Vandaag, Palmpasen, is de zondag van het koningschap van Christus. De koning rijdt zijn stad binnen en wij hebben allemaal staan zwaaien met, zeg nou zelf, veel te kleine takjes. Een koning die de stad binnenrijdt, die begroet je toch op z’n minst met een behoorlijke vlag. Maar roepen, zingen, dat doen we goed. Hosanna. Jeruzalem sluit zijn koning in zijn hart. Er wordt gezongen en gejuicht. Maar het lijkt alsof die Koning steeds kleiner wordt. De Messias op een ezeltje. Jezus zal waarschijnlijk bewust hebben gekozen voor een ezeltje en niet een groot paard. Hij weet dat waar hij nu nog bejubeld wordt, over enkele dagen de kreet  Kruisigt Hem niet van de lucht zal zijn. Je zou denken, dat kan toch niet waar zijn, een warm onthaal en een verwerping vrijwel in één adem. Dat kan toch niet tegelijkertijd. Juichend inhalen, de koning van onze dromen en vrijwel gelijktijdig verwerpen, afwijzen, roepen, Hij kan, Hij mag onze koning niet zijn. Zo’n tegenstrijdigheid.

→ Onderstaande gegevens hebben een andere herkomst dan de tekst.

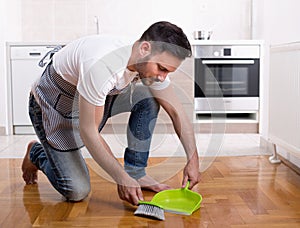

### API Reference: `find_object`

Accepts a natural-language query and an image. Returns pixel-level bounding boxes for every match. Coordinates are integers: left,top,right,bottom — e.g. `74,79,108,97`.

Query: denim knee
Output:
129,97,160,141
64,179,91,202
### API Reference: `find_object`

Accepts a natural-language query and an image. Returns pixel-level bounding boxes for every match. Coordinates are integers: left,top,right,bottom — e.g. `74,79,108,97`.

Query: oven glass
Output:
195,59,259,97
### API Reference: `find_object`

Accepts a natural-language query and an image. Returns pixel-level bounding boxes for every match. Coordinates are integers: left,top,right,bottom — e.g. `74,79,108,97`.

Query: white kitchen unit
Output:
268,42,300,165
7,43,63,134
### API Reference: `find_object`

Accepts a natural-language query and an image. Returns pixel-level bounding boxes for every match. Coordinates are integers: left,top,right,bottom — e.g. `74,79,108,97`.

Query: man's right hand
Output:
117,178,144,205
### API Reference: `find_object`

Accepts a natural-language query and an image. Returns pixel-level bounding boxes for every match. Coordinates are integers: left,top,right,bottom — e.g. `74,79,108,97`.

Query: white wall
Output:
0,0,22,134
264,0,300,45
0,0,5,131
253,0,300,44
0,0,252,134
19,0,252,42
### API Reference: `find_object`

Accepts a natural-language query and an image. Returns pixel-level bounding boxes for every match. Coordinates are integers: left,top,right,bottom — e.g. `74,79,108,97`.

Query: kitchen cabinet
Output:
8,43,62,134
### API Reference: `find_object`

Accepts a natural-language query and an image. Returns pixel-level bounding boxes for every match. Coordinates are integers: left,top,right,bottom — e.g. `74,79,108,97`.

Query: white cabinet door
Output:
10,45,54,133
11,59,44,125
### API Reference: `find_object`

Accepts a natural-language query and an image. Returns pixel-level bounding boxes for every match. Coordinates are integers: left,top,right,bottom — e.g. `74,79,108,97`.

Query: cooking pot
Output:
194,30,213,40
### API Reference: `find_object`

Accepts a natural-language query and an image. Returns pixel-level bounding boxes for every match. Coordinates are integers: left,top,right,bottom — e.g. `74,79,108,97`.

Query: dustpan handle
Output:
184,181,190,190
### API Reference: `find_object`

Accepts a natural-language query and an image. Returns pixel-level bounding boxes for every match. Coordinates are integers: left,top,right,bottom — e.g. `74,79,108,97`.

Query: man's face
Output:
135,51,182,86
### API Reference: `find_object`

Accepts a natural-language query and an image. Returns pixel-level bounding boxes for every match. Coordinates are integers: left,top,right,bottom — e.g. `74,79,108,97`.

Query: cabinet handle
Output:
29,52,41,56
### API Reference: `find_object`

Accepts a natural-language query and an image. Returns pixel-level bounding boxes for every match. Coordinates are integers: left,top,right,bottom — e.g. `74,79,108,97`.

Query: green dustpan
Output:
144,181,202,215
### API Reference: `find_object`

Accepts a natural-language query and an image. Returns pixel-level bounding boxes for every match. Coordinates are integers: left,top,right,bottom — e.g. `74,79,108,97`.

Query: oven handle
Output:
202,60,255,65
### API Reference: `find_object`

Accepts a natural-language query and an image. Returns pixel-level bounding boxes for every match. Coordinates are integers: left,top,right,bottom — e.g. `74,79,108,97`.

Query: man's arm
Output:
78,95,144,205
150,85,200,189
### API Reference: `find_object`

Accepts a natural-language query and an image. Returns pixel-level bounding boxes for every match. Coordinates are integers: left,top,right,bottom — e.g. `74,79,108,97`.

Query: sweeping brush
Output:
134,201,165,220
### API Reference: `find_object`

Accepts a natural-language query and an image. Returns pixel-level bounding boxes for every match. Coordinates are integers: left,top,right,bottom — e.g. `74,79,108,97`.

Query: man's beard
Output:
135,55,156,86
141,77,156,86
135,56,149,75
136,66,155,86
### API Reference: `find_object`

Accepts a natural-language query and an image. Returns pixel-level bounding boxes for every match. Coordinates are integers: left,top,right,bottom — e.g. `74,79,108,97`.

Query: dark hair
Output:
139,21,192,60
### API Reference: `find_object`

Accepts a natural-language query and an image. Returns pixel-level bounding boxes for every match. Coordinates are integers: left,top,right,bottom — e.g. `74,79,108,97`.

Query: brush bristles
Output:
134,204,165,220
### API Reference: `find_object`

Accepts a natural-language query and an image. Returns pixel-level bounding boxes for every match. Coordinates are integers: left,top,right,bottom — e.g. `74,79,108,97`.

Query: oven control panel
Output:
193,45,260,59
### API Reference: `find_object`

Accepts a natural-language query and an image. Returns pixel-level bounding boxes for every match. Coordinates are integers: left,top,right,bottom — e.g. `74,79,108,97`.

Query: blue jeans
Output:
28,84,159,201
107,85,160,180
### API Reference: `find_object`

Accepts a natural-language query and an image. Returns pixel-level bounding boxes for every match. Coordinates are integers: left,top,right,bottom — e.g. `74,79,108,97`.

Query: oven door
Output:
195,58,259,98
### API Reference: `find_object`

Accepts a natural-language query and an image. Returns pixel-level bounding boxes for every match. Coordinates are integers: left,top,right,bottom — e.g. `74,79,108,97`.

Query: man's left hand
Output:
182,151,200,189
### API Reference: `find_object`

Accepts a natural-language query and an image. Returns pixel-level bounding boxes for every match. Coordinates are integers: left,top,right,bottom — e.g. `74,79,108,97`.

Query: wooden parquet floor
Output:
0,156,300,227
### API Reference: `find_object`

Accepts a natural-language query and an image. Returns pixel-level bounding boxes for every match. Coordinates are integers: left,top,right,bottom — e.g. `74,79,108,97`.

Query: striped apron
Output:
33,62,83,151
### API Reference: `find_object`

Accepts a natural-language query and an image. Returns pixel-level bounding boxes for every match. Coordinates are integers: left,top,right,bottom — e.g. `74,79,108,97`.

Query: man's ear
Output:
139,41,152,57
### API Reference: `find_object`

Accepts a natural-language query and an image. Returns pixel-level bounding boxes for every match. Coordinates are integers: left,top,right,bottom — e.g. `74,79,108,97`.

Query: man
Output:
22,21,200,205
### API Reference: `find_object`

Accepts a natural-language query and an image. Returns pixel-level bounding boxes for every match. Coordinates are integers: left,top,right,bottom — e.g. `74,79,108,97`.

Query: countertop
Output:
7,42,67,47
191,39,264,46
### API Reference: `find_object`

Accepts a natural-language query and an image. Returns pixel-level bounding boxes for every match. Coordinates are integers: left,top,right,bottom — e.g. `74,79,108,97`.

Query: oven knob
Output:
213,51,220,57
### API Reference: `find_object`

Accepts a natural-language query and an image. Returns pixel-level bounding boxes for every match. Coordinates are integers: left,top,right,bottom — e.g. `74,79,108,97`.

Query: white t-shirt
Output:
53,35,170,106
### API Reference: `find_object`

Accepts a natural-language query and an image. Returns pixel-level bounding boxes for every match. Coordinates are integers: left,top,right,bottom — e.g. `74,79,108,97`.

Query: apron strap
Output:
38,45,63,68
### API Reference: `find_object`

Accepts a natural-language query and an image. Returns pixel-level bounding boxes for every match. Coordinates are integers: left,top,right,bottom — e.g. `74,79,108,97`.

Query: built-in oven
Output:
194,45,260,113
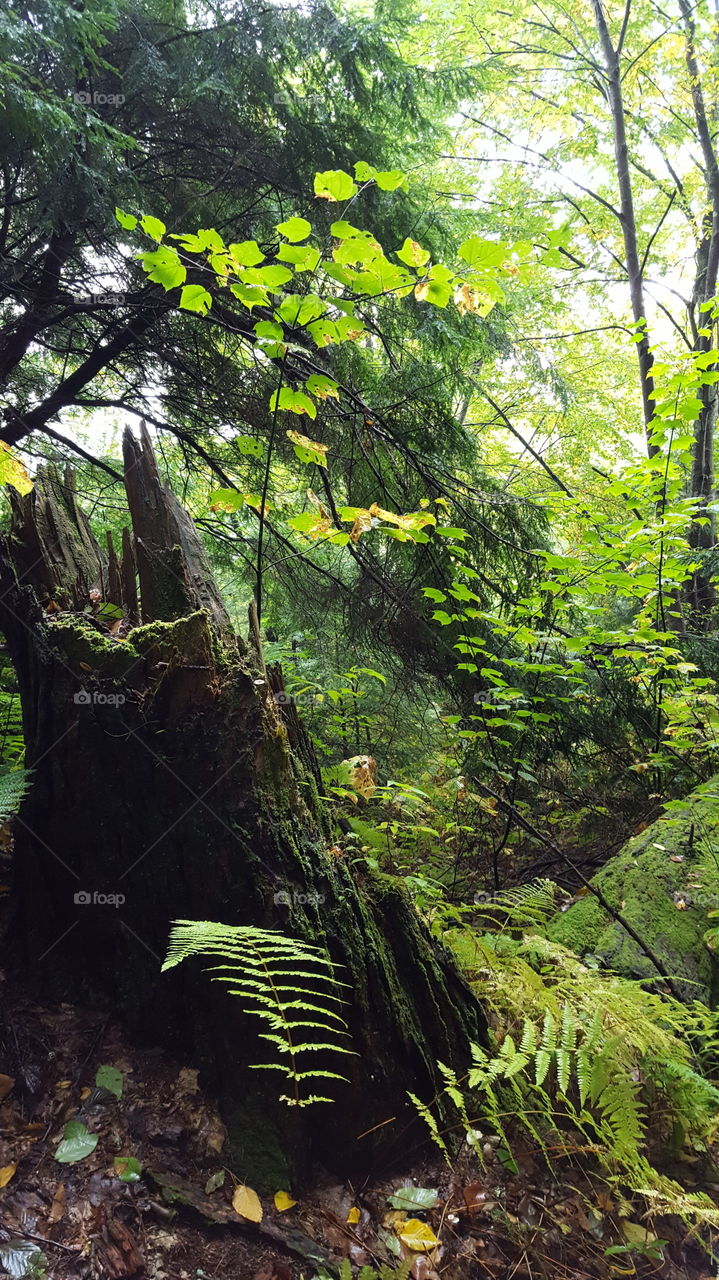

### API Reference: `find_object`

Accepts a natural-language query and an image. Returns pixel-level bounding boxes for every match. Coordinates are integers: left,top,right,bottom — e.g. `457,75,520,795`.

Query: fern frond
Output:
0,766,30,819
162,920,351,1105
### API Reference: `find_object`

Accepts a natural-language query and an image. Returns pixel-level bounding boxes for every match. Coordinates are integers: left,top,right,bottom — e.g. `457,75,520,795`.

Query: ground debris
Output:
0,984,716,1280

Vanmorgen richten we onze aandacht toch nog maar op de intocht van die Koning. We hebben gezien, als we de ogen tenminste goed open hebben gehad, hoe deze schamele man Jeruzalem binnenkomt op zijn ezel.  Hoe Hij ons voorgaat, op weg naar……………ja, op weg naar God. Hij is onze redding en ons behoud. Hoe groots wij ons leven soms ook inrichten, het opzien naar, het verlangen naar steeds meer allure, naar daadkracht, het bewonderd willen worden om wat voor geweldigs wij wel doen, hoe goed we wel zijn, vandaag hebben we weer kunnen zien waar het werkelijk op aan komt. In zijn brief aan de Filippenzen schrijft Paulus daarover letterlijk en we zullen het aan het eind van de viering ook horen: “Hij die bestond in goddelijke majesteit heeft zich niet  willen vastklampen aan de gelijkheid met God. Hij heeft zichzelf ontledigt en het bestaan van een slaaf op zich genomen.” En dat is zo’n groot voorbeeld dat we daarom elk jaar Palmpasen moeten vieren. De koning komt binnen in zijn stad, de Messias doet intrede in zijn rijk.  De vraag is of wij bereid zijn, net als Hij, af te zien van dingen waarop je je zomaar zou kunnen laten voorstaan, je aanzien, je naam en faam, je verworvenheden. Dat het kleiner kan, niet opgeblazen, teruggebracht tot even menselijke proporties. Dat je niet stijf staat van prestigebehoud, maar kan loslaten. Kunnen wij dat? De koning komt zijn stad binnen. En het volk zingt: Gezegend Hij die komt in de naam van Heer. Precies hetzelfde zingen we iedere dag als we eucharistie vieren. Benedictus, Gezegend, Hij die komt in de naam van de Heer. Met andere woorden, Jezus wijst iedere keer als Hij op de voorgrond wordt gesteld, zoals ook nu bij die intocht, van zich af. Hij komt, maar het is in de naam van de Heer. Het gaat niet, daar is weer die bescheidenheid, het gaat niet om de Heiland in eigen persoon, het gaat om het heil van de wereld. Niet om de verlosser, maar om de verlossing. Niet om de Messias zelf, maar om het messiaanse leven dat zich aandient als een door God gegeven mogelijkheid. Als een nieuw begin van leven.
Vol van hoop en vertrouwen. Hij heeft zichzelf niet gezocht. Laten wij daarbij in alle bescheidenheid stilstaan als we Hem begroeten.